I think it’s the simple romance that keeps me watching them. Not that I constantly watch them because sometimes, it’s just too contrived, even for me. But like last night, the kid and I had dinner and then he left to be with his Dad for the weekend. It was quiet in the house and I just needed something to keep my mind off of the unplanned lone weekend ahead.
The Mistletoe Promise came on which is a repeat from last year’s line up. Oh gosh, I knew it was a repeat because I’ve seen it before, how pathetic is that! But I sat and watched it anyway. Because it’s a nice story. A little contrived and goofy, but still. It’s nice how 2 strangers can work for a common goal and actually heal each other’s wounds and find love all while experiencing Christmas.

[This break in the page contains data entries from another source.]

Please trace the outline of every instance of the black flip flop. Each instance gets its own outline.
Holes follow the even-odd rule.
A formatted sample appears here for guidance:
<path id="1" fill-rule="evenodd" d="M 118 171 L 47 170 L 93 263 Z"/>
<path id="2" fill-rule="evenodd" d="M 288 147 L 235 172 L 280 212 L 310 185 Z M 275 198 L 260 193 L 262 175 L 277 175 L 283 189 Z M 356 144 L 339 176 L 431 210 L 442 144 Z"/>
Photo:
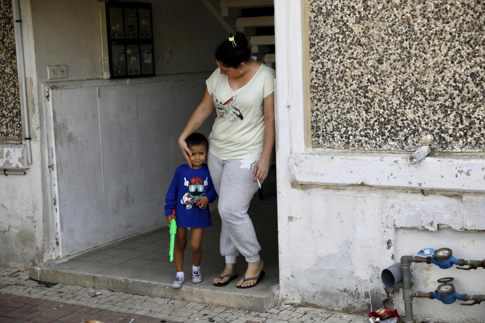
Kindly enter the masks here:
<path id="1" fill-rule="evenodd" d="M 266 275 L 266 273 L 264 272 L 264 271 L 261 271 L 261 274 L 259 274 L 259 276 L 257 277 L 252 277 L 251 278 L 246 278 L 244 277 L 244 275 L 243 275 L 243 281 L 247 282 L 248 281 L 253 281 L 255 280 L 256 280 L 256 282 L 254 283 L 254 285 L 250 285 L 249 286 L 236 286 L 237 288 L 251 288 L 254 287 L 255 286 L 258 285 L 258 283 L 259 283 L 260 281 L 263 279 L 263 277 L 264 277 L 264 275 Z"/>
<path id="2" fill-rule="evenodd" d="M 230 278 L 229 278 L 229 280 L 228 280 L 226 282 L 224 282 L 224 283 L 222 283 L 222 284 L 220 284 L 220 283 L 218 283 L 217 284 L 216 284 L 215 283 L 212 283 L 212 285 L 213 285 L 215 286 L 217 286 L 218 287 L 222 287 L 223 286 L 226 286 L 226 285 L 227 285 L 228 284 L 229 284 L 229 283 L 230 282 L 230 281 L 231 281 L 231 280 L 232 280 L 233 279 L 234 279 L 234 278 L 237 278 L 237 274 L 236 274 L 236 275 L 229 275 L 229 274 L 228 274 L 228 275 L 224 275 L 223 276 L 222 276 L 222 277 L 221 277 L 221 276 L 216 276 L 216 277 L 218 277 L 218 278 L 220 278 L 220 279 L 222 279 L 224 278 L 224 277 L 230 277 Z"/>

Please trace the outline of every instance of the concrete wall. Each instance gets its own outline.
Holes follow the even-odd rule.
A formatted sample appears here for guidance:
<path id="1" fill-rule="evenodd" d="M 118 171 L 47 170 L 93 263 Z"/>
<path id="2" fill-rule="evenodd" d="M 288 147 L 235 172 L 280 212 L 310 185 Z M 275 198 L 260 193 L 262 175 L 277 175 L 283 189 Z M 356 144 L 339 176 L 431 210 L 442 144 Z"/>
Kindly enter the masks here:
<path id="1" fill-rule="evenodd" d="M 311 40 L 302 36 L 310 28 L 307 10 L 290 0 L 275 3 L 280 297 L 288 303 L 368 312 L 386 297 L 382 270 L 402 255 L 425 247 L 449 247 L 459 258 L 483 258 L 485 160 L 479 153 L 448 154 L 409 165 L 405 153 L 313 148 Z M 334 79 L 328 76 L 329 82 Z M 345 99 L 334 97 L 330 103 Z M 342 113 L 332 116 L 348 116 Z M 415 290 L 433 291 L 437 279 L 447 276 L 455 277 L 459 292 L 485 290 L 480 270 L 412 267 Z M 400 293 L 393 298 L 403 314 L 402 299 Z M 450 322 L 482 320 L 482 307 L 431 300 L 415 303 L 417 316 Z"/>
<path id="2" fill-rule="evenodd" d="M 217 3 L 217 1 L 211 2 L 213 5 L 216 5 Z M 64 239 L 65 248 L 63 252 L 69 253 L 82 248 L 103 243 L 110 239 L 121 238 L 137 231 L 148 229 L 155 225 L 154 224 L 160 223 L 160 219 L 152 212 L 155 205 L 156 204 L 157 207 L 159 206 L 158 204 L 159 201 L 155 201 L 153 195 L 147 194 L 151 196 L 150 201 L 142 199 L 143 202 L 148 202 L 148 204 L 146 207 L 141 207 L 140 201 L 133 202 L 133 199 L 142 195 L 138 191 L 138 189 L 133 189 L 134 191 L 129 192 L 126 190 L 126 184 L 128 181 L 136 182 L 136 187 L 139 188 L 143 183 L 142 181 L 145 180 L 143 179 L 152 178 L 153 174 L 144 169 L 134 174 L 130 170 L 141 170 L 143 166 L 153 167 L 153 169 L 150 170 L 156 172 L 157 175 L 160 174 L 160 168 L 166 167 L 166 169 L 170 169 L 169 173 L 171 176 L 171 168 L 181 162 L 178 154 L 178 148 L 175 147 L 174 143 L 178 132 L 203 94 L 204 77 L 201 77 L 201 74 L 198 72 L 206 72 L 204 75 L 207 75 L 216 68 L 213 55 L 214 49 L 217 44 L 225 37 L 227 32 L 202 2 L 167 3 L 165 4 L 166 6 L 164 6 L 161 2 L 154 2 L 154 31 L 158 35 L 155 41 L 157 74 L 195 74 L 191 76 L 179 75 L 175 76 L 175 79 L 171 80 L 173 81 L 174 84 L 178 84 L 177 86 L 178 87 L 174 85 L 176 88 L 168 87 L 166 88 L 166 90 L 163 89 L 163 86 L 159 87 L 165 81 L 162 82 L 157 78 L 151 80 L 144 79 L 145 83 L 142 82 L 137 85 L 133 84 L 133 82 L 136 83 L 134 80 L 131 81 L 129 85 L 126 81 L 124 83 L 121 81 L 121 83 L 110 83 L 112 86 L 111 88 L 116 89 L 108 92 L 101 91 L 102 96 L 100 97 L 100 102 L 102 105 L 104 103 L 107 104 L 103 99 L 108 97 L 108 95 L 111 96 L 110 97 L 120 96 L 133 99 L 139 98 L 143 93 L 145 96 L 136 102 L 131 101 L 133 103 L 131 107 L 123 104 L 119 106 L 118 105 L 116 106 L 109 105 L 111 109 L 110 111 L 111 114 L 107 111 L 106 114 L 100 115 L 98 124 L 100 124 L 101 120 L 102 125 L 109 125 L 102 128 L 102 130 L 107 131 L 103 133 L 106 137 L 102 137 L 100 135 L 101 133 L 100 129 L 98 129 L 99 135 L 96 137 L 95 134 L 93 137 L 90 137 L 89 136 L 92 136 L 93 134 L 87 133 L 85 130 L 91 127 L 92 124 L 82 124 L 84 119 L 81 120 L 81 118 L 76 119 L 81 123 L 81 124 L 77 125 L 77 128 L 75 128 L 78 132 L 71 130 L 73 133 L 71 136 L 65 139 L 62 137 L 63 135 L 69 134 L 64 131 L 70 128 L 63 128 L 62 127 L 73 126 L 73 120 L 66 116 L 70 114 L 81 118 L 84 115 L 80 115 L 83 111 L 76 110 L 77 108 L 92 109 L 99 107 L 98 101 L 95 100 L 97 93 L 92 93 L 92 88 L 94 87 L 95 89 L 106 85 L 106 83 L 96 83 L 95 85 L 89 83 L 87 85 L 81 86 L 77 83 L 77 85 L 73 85 L 71 83 L 74 82 L 75 83 L 75 81 L 78 80 L 101 79 L 103 77 L 99 4 L 99 2 L 94 0 L 82 2 L 20 1 L 23 43 L 26 53 L 26 84 L 31 137 L 32 138 L 33 163 L 25 166 L 26 163 L 23 160 L 19 162 L 15 158 L 12 159 L 13 155 L 10 152 L 8 158 L 0 156 L 2 163 L 5 162 L 9 165 L 13 162 L 20 163 L 21 166 L 19 168 L 28 167 L 27 175 L 25 176 L 9 176 L 6 178 L 5 181 L 2 180 L 2 190 L 0 191 L 0 264 L 2 265 L 27 267 L 35 262 L 59 256 L 61 251 L 61 232 L 67 235 Z M 206 37 L 207 35 L 210 36 Z M 55 118 L 52 114 L 53 110 L 51 108 L 54 101 L 47 101 L 45 99 L 47 92 L 44 83 L 47 81 L 46 67 L 49 65 L 66 65 L 68 66 L 68 79 L 63 84 L 70 84 L 70 89 L 66 90 L 67 96 L 63 96 L 64 94 L 60 95 L 61 98 L 64 97 L 64 100 L 60 99 L 57 101 L 57 103 L 62 102 L 62 104 L 54 106 L 54 109 L 67 109 L 67 111 L 62 111 L 65 114 L 60 114 L 59 115 L 60 119 L 55 119 L 60 121 L 60 123 L 57 125 L 61 128 L 59 129 L 53 128 L 56 125 L 53 122 Z M 106 89 L 106 88 L 103 88 Z M 57 91 L 59 92 L 57 93 L 61 92 L 59 89 Z M 171 91 L 170 95 L 167 91 Z M 90 95 L 94 95 L 94 103 L 92 101 L 93 97 Z M 66 97 L 77 97 L 83 101 L 75 101 L 64 104 Z M 172 105 L 167 100 L 173 101 L 174 104 Z M 130 101 L 127 99 L 126 102 Z M 176 105 L 175 102 L 182 102 L 183 104 Z M 141 110 L 140 113 L 143 114 L 142 107 L 138 105 L 138 103 L 149 106 L 152 112 L 156 111 L 156 113 L 161 113 L 164 111 L 164 106 L 167 111 L 173 109 L 170 113 L 175 114 L 172 116 L 176 116 L 177 119 L 171 120 L 170 126 L 172 128 L 165 128 L 164 130 L 168 129 L 173 130 L 170 134 L 171 137 L 168 137 L 166 132 L 161 131 L 160 133 L 163 132 L 165 135 L 163 141 L 161 141 L 161 137 L 159 136 L 160 133 L 155 133 L 160 130 L 157 128 L 157 125 L 150 124 L 151 128 L 143 129 L 141 128 L 141 125 L 146 125 L 146 123 L 144 124 L 140 120 L 133 119 L 131 121 L 134 124 L 132 125 L 127 121 L 127 116 L 131 113 L 139 112 L 140 111 L 138 109 Z M 108 109 L 108 106 L 106 106 Z M 130 107 L 133 109 L 131 112 L 128 111 Z M 157 110 L 159 108 L 161 109 L 160 111 Z M 117 110 L 118 109 L 120 110 Z M 95 112 L 94 110 L 94 112 Z M 115 113 L 115 111 L 116 113 Z M 121 112 L 120 115 L 118 114 L 118 112 Z M 143 114 L 143 116 L 148 118 L 147 114 Z M 64 119 L 60 119 L 61 117 Z M 101 117 L 108 119 L 101 120 Z M 156 120 L 160 120 L 160 117 L 157 118 L 158 119 Z M 164 122 L 166 121 L 166 119 L 164 119 Z M 105 123 L 103 124 L 103 122 Z M 134 150 L 126 145 L 120 146 L 124 144 L 120 141 L 120 136 L 127 129 L 130 129 L 130 133 L 133 136 L 129 138 L 129 142 L 134 145 Z M 207 133 L 207 128 L 205 129 Z M 110 132 L 112 131 L 113 133 Z M 55 137 L 55 133 L 58 135 L 58 137 Z M 74 133 L 78 137 L 73 137 Z M 115 135 L 115 133 L 117 134 Z M 143 137 L 149 135 L 150 138 Z M 59 146 L 66 150 L 61 149 L 59 156 L 56 155 L 56 145 L 54 141 L 55 138 L 56 140 L 66 140 L 60 143 Z M 102 187 L 101 191 L 90 191 L 95 187 L 89 186 L 89 184 L 98 185 L 98 182 L 94 180 L 99 178 L 92 179 L 93 181 L 87 183 L 86 179 L 88 176 L 85 178 L 80 176 L 79 170 L 75 168 L 79 167 L 91 169 L 92 167 L 93 169 L 99 169 L 100 160 L 102 160 L 100 154 L 92 155 L 93 158 L 99 158 L 99 163 L 96 164 L 93 162 L 93 165 L 89 165 L 89 167 L 80 164 L 78 162 L 85 162 L 85 158 L 90 156 L 89 154 L 91 152 L 100 151 L 102 138 L 109 144 L 113 145 L 111 146 L 111 150 L 108 149 L 108 147 L 104 147 L 105 153 L 108 155 L 103 160 L 108 164 L 113 165 L 111 168 L 110 165 L 103 164 L 106 168 L 104 169 L 106 172 L 104 174 L 107 181 L 105 184 L 110 185 L 104 187 L 105 195 L 102 195 Z M 88 143 L 85 140 L 91 139 L 95 141 L 90 143 L 92 146 L 88 148 Z M 148 145 L 146 145 L 144 142 L 151 140 L 155 140 L 155 142 L 160 145 L 156 147 L 159 150 L 152 151 L 147 148 Z M 78 145 L 74 144 L 76 143 Z M 143 149 L 137 151 L 137 148 L 140 149 L 142 148 Z M 73 148 L 74 152 L 71 151 Z M 77 152 L 76 149 L 78 149 Z M 175 152 L 173 152 L 174 150 Z M 80 152 L 86 151 L 87 155 Z M 147 160 L 150 161 L 152 158 L 160 158 L 163 160 L 164 157 L 160 157 L 159 153 L 162 151 L 164 152 L 163 156 L 170 155 L 172 159 L 163 165 L 147 164 Z M 167 155 L 167 151 L 170 151 L 171 154 Z M 77 154 L 78 160 L 69 159 L 72 158 L 73 156 L 76 156 L 75 154 Z M 137 156 L 137 154 L 140 155 Z M 83 159 L 83 158 L 85 159 Z M 4 161 L 4 159 L 6 161 Z M 61 162 L 61 165 L 59 174 L 54 167 L 54 164 L 58 160 Z M 68 161 L 67 165 L 66 161 Z M 73 164 L 69 164 L 70 162 Z M 155 163 L 156 162 L 153 159 L 151 163 Z M 119 177 L 120 182 L 119 183 L 110 181 L 112 177 L 119 175 L 113 172 L 115 167 L 126 171 L 123 176 Z M 143 172 L 146 173 L 142 174 Z M 58 177 L 58 175 L 61 176 Z M 164 190 L 166 184 L 168 185 L 164 182 L 166 176 L 164 174 L 159 179 L 157 184 L 158 186 L 155 187 L 156 189 L 153 190 L 153 194 L 164 195 L 165 192 L 162 191 L 162 188 L 163 187 Z M 73 182 L 70 181 L 72 179 L 77 180 L 80 177 L 84 181 L 81 181 L 79 187 L 77 185 L 73 186 Z M 58 180 L 59 186 L 67 188 L 66 190 L 59 191 L 58 189 Z M 78 192 L 80 192 L 81 197 L 85 198 L 85 199 L 80 200 L 85 201 L 85 203 L 76 203 L 76 199 L 72 194 Z M 89 194 L 94 192 L 100 195 L 90 198 L 92 196 Z M 117 195 L 121 193 L 124 195 Z M 127 197 L 130 197 L 130 199 L 126 199 Z M 60 199 L 58 200 L 58 198 Z M 98 204 L 95 204 L 95 201 L 98 201 Z M 92 220 L 90 223 L 93 225 L 82 228 L 88 230 L 84 233 L 87 232 L 92 241 L 84 241 L 85 236 L 80 237 L 77 235 L 77 233 L 71 234 L 73 228 L 81 222 L 77 216 L 83 212 L 79 208 L 70 209 L 66 206 L 67 204 L 61 204 L 67 203 L 68 201 L 73 201 L 76 206 L 80 205 L 87 208 L 84 213 L 90 220 Z M 118 205 L 118 204 L 120 205 Z M 128 210 L 130 205 L 132 208 Z M 94 206 L 102 206 L 101 209 L 95 210 L 100 211 L 98 218 L 94 215 L 95 213 Z M 63 210 L 66 211 L 67 215 L 61 221 Z M 137 221 L 133 219 L 124 219 L 118 222 L 110 215 L 110 210 L 113 210 L 113 214 L 121 214 L 127 218 L 133 217 L 133 214 L 141 215 Z M 107 218 L 104 218 L 105 216 Z M 88 230 L 93 229 L 97 225 L 106 225 L 110 228 L 113 228 L 112 232 L 109 229 L 93 230 L 91 234 Z M 70 234 L 71 235 L 69 235 Z M 80 244 L 76 245 L 77 242 L 80 242 Z"/>
<path id="3" fill-rule="evenodd" d="M 215 48 L 228 33 L 203 2 L 146 2 L 152 3 L 156 75 L 215 69 Z M 39 79 L 47 79 L 48 65 L 67 65 L 68 80 L 102 78 L 108 59 L 99 2 L 32 0 L 32 7 Z"/>
<path id="4" fill-rule="evenodd" d="M 54 227 L 53 229 L 48 203 L 46 204 L 44 198 L 48 185 L 41 170 L 47 154 L 46 145 L 40 140 L 43 130 L 41 126 L 41 110 L 38 104 L 30 2 L 20 2 L 33 163 L 30 165 L 27 163 L 25 146 L 16 145 L 21 147 L 23 157 L 17 159 L 20 163 L 7 161 L 7 165 L 8 168 L 25 169 L 27 174 L 3 176 L 0 190 L 0 265 L 19 267 L 28 267 L 55 256 L 56 249 L 56 229 Z M 17 27 L 16 24 L 16 30 Z M 18 49 L 18 38 L 16 41 Z M 21 87 L 19 91 L 21 89 Z M 4 145 L 4 151 L 8 151 L 9 153 L 4 157 L 10 154 L 11 157 L 13 148 L 11 145 L 7 146 Z"/>
<path id="5" fill-rule="evenodd" d="M 165 195 L 184 162 L 176 138 L 207 77 L 52 85 L 62 256 L 166 224 Z"/>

You see, I love Christmas. Even after all the crap I’ve dealt with, I still believe in the magic of Christmas. This will be my first official divorced Christmas that I have been dreading, but instead, I’m changing my tune. I’ve accepted a few invites which normally I would have shied away from, being a plus one only. But if I don’t get out there and enjoy the holiday season, then it’s my fault, especially when the invites have been extended. Being that my only other option is to sit home and watch Hallmark while nibbling on smart pop popcorn (which isn’t helping my waistline), I’m trying to move out of my comfort zone. And it’s hard.
But I keep thinking of my friends who have never been married and are usually the plus one, who move through the social season with the grace of gazelles. I can do this. I know I can. I just have to psyche myself up for it. But it’s hard. Maybe you understand and maybe you don’t.
But if you’ve got any advice, I’m all ears so please share.